Cronaca
A Napoli, la camorra giovanile infuria: il colpo misterioso che ha stroncato Pio Marco Salomone, un’altra ferita alla città.
Un’altra giovane vita spezzata nella guerra invisibile di Napoli: il mistero di un colpo letale tra le strade dell’Arenaccia #Napoli #BabyCamorra #ClanInGuerra
Napoli non smette di piangere i suoi figli perduti, intrappolati in un ciclo di violenza che sembra non avere fine. Questa volta, la vittima è Pio Marco Salomone, un diciannovenne con un curriculum già segnato da guai con la giustizia, caduto in un agguato che ha trasformato una banale notte in via Generale Francesco Pinto in un capitolo tragico della cronaca locale. Come cronista che vive queste strade, non posso fare a meno di riflettere su come la nostra città, con il suo fascino e le sue ombre, continui a nutrire queste faide giovanili, dove il controllo dello spaccio e della nightlife diventa un pretesto per spargimenti di sangue.
Il ragazzo è stato raggiunto da un proiettile alla fronte mentre si trovava in auto, nei pressi della sala giochi Planet, nel quartiere Arenaccia. Quel dettaglio, un colpo preciso su un obiettivo in movimento, fa sorgere più domande che risposte tra gli investigatori della Squadra Mobile, che si domandano se si tratti di una semplice fortuna o di un’azione calibrata da qualcuno con esperienza sul campo. Gli amici di Salomone parlano di un evento improvviso e casuale, come se fosse solo un tragico errore di tempismo, ma questa narrazione non convince le forze dell’ordine, che vedono in essa un tentativo di mascherare verità più scomode. “Paranze” di baby camorristi legati ai clan Mazzarella e Contini sono al centro di questa escalazione, in una lotta sotterranea per dominare pezzi di territorio che, come ben so da anni di reportage sul posto, non è solo una questione di soldi, ma di status e sopravvivenza in quartieri dove le opportunità legali scarseggiano.

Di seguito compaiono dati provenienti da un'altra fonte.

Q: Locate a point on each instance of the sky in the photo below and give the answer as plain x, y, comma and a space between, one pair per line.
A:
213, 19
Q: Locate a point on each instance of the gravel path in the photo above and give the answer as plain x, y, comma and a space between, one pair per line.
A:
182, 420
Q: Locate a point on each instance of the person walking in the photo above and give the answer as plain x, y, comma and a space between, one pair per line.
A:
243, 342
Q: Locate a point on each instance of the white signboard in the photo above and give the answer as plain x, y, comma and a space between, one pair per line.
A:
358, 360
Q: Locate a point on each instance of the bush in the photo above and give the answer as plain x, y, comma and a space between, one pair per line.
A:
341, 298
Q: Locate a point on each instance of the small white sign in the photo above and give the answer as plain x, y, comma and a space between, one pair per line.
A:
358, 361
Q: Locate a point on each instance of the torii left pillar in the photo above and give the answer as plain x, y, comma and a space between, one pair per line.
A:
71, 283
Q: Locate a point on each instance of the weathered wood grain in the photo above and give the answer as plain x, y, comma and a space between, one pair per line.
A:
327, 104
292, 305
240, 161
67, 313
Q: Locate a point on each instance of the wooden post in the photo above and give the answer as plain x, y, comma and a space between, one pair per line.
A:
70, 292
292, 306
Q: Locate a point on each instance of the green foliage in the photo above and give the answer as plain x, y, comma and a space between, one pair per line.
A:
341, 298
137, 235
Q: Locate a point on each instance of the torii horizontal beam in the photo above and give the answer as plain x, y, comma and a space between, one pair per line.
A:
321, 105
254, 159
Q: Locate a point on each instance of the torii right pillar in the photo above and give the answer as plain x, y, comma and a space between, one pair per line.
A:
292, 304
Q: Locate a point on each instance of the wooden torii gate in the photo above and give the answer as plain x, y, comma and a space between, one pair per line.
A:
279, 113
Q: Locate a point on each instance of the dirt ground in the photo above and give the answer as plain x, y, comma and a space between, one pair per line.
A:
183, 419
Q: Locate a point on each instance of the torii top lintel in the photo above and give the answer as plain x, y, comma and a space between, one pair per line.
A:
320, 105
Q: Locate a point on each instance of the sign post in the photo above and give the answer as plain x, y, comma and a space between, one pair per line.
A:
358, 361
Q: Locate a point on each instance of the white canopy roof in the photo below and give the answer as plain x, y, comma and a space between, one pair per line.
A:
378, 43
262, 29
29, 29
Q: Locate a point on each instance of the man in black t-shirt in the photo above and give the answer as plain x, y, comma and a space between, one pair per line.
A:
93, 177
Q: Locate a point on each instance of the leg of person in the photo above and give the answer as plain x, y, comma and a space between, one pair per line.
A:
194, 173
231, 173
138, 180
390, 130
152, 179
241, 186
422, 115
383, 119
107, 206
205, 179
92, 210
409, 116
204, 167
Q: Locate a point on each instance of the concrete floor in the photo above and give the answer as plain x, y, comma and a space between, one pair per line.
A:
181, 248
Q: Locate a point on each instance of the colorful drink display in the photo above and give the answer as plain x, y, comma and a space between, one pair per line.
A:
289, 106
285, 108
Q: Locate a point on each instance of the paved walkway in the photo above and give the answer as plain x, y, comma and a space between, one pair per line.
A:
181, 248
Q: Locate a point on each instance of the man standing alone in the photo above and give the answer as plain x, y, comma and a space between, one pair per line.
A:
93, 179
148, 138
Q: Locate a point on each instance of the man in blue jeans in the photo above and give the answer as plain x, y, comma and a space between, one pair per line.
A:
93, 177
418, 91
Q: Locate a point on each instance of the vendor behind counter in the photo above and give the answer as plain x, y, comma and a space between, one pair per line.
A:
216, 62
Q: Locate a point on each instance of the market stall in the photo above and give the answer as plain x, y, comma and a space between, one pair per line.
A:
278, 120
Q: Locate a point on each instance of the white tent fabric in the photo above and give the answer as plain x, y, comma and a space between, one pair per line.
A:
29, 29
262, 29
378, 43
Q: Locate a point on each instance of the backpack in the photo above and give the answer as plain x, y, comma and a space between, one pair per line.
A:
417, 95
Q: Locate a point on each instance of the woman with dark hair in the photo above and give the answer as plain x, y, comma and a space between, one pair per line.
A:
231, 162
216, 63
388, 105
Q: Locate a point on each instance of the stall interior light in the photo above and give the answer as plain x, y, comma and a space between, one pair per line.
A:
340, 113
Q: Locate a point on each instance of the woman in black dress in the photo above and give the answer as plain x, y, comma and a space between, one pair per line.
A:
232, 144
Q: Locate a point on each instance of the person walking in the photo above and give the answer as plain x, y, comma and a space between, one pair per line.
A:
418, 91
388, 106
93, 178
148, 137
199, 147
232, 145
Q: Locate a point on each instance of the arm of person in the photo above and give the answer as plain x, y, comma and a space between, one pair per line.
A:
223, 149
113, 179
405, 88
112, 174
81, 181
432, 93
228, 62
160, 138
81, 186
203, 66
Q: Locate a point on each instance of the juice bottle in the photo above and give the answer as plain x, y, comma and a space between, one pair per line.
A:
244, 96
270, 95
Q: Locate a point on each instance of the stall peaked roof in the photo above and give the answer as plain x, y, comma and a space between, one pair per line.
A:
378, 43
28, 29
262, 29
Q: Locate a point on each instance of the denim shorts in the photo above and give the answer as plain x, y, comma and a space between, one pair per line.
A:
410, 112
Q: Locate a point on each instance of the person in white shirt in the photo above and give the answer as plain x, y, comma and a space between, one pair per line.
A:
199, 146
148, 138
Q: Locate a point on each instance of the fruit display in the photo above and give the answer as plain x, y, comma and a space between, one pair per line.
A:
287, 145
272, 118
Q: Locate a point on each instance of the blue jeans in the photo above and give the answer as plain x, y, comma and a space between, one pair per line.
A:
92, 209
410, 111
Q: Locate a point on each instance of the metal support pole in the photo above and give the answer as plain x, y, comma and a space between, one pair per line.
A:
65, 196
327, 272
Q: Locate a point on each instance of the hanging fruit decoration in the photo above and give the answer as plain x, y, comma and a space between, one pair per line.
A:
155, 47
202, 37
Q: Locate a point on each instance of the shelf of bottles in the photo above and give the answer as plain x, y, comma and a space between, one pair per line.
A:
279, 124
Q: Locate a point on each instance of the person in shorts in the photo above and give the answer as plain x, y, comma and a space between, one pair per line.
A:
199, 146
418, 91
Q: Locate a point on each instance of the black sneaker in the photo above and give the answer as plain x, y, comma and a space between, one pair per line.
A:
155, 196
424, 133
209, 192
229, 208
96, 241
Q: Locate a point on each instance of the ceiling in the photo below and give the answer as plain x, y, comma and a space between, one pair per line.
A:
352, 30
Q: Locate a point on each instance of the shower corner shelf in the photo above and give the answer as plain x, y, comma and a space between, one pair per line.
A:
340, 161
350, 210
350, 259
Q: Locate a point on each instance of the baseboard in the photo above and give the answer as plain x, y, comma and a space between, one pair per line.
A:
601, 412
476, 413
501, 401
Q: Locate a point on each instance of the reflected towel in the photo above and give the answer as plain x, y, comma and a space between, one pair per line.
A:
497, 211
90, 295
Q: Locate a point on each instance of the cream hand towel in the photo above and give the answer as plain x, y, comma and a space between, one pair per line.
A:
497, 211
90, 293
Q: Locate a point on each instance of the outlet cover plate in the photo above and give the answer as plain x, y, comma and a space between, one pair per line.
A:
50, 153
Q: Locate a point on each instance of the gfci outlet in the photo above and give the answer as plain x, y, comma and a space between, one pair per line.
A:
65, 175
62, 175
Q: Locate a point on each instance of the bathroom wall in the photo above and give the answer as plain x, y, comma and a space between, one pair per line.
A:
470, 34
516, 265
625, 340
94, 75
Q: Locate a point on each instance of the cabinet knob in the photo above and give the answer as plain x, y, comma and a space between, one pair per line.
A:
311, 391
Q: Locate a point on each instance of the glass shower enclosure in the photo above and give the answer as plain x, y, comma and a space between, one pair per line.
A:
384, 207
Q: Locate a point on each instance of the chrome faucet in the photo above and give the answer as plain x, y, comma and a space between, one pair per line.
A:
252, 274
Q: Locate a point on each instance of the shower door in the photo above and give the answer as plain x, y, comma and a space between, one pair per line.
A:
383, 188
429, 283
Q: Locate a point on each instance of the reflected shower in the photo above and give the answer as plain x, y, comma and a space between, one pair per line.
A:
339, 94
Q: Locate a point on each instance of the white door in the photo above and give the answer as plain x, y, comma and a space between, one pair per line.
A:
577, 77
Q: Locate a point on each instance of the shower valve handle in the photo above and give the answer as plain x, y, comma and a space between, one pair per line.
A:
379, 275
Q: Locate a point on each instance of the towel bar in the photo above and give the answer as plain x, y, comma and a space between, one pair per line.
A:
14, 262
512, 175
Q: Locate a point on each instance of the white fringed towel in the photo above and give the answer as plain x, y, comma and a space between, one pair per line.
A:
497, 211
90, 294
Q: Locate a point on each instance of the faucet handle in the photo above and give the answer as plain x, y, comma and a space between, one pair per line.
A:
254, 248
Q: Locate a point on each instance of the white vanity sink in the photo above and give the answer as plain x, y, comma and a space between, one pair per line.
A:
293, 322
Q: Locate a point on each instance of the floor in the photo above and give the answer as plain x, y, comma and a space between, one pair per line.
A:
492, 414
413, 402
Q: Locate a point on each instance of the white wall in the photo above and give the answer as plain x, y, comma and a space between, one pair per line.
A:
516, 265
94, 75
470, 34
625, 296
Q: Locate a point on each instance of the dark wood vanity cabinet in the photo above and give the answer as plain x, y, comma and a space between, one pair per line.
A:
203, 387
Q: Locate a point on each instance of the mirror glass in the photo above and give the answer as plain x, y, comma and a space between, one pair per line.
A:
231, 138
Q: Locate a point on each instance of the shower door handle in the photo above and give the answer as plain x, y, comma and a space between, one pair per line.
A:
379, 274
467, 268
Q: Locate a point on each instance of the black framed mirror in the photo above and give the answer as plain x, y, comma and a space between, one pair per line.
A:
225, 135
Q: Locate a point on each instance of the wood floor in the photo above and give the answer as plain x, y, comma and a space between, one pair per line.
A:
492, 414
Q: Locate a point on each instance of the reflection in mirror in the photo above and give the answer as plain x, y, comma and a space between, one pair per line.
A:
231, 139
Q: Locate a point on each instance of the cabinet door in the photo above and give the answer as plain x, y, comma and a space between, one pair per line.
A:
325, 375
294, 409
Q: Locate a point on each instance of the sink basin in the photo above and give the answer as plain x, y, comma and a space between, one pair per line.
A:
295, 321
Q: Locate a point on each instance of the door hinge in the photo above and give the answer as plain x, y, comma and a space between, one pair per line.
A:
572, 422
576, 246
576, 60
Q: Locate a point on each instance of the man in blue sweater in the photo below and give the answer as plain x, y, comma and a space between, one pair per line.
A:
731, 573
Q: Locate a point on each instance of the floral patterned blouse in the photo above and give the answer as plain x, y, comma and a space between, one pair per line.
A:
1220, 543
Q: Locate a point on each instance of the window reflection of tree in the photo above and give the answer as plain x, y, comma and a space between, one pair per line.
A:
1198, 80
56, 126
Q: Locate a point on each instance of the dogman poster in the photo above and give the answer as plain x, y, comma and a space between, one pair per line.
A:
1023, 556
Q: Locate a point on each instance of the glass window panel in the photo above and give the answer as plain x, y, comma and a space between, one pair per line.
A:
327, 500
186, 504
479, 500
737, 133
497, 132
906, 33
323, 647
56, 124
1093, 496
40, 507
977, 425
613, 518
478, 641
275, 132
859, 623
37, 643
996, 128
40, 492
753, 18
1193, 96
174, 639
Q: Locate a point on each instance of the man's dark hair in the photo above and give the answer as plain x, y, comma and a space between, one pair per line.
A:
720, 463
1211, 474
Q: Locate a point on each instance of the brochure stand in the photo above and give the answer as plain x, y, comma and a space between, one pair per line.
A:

Le indagini, coordinate con precisione dalla Mobile, puntano dritte a un regolamento di conti mirato. Salomone non era un estraneo a questo mondo: abitava poco distante, in zona piazza Carlo III, e gli archivi della polizia lo etichettavano come una “testa calda”, immerso fino al collo negli ambienti dello spaccio. Tornando indietro di pochi mesi, il suo nome era emerso nell’agosto 2024, durante un blitz dei carabinieri al Parco Geco di via Michele Guadagno, a Sant’Eframo Vecchio, dove furono sequestrati cocaina rosa, marijuana e una pistola semiautomatica calibro 7,65. In quell’occasione, finì in manette insieme ad altri due ragazzi di 18 e 21 anni, un episodio che, come chi frequenta queste zone sa bene, è solo la punta di un iceberg di attività illecite. E non è tutto: appena prima, il 23 luglio, un commando aveva aperto il fuoco con una raffica di venti colpi in piazza Sant’Eframo Vecchio, un’area che Salomone bazzicava spesso, in quello che gli inquirenti definirono non una semplice intimidazione, ma un vero tentato omicidio inseguito per decine di metri.
Questa tragedia è l’ennesimo eco della guerra tra le bande giovanili dei clan Mazzarella e Contini, un conflitto che si combatte con la ferocia dei cartelli sudamericani, ma con protagonisti appena usciti dall’adolescenza. Sono ragazzi che corrono rischi enormi per un pugno di potere, senza comprendere – o forse senza curarsi – delle conseguenze che ricadono su interi quartieri. Da napoletano che ha visto crescere queste dinamiche, mi chiedo come possiamo spezzare questo circolo vizioso: le istituzioni provano a intervenire, ma la fame di controllo e la lealtà mal riposta verso i boss più anziani continuano a mietere vittime. Pio Marco Salomone sapeva di essere nel mirino, con la sua vita già legata a doppio filo a questa faida dove non c’è spazio per le seconde chance. Stanotte, per lui, è arrivata la sentenza finale, un promemoria crudo che, in questa Napoli che amiamo e che ci fa male, la violenza giovanile non è solo un problema dei clan, ma di tutti noi.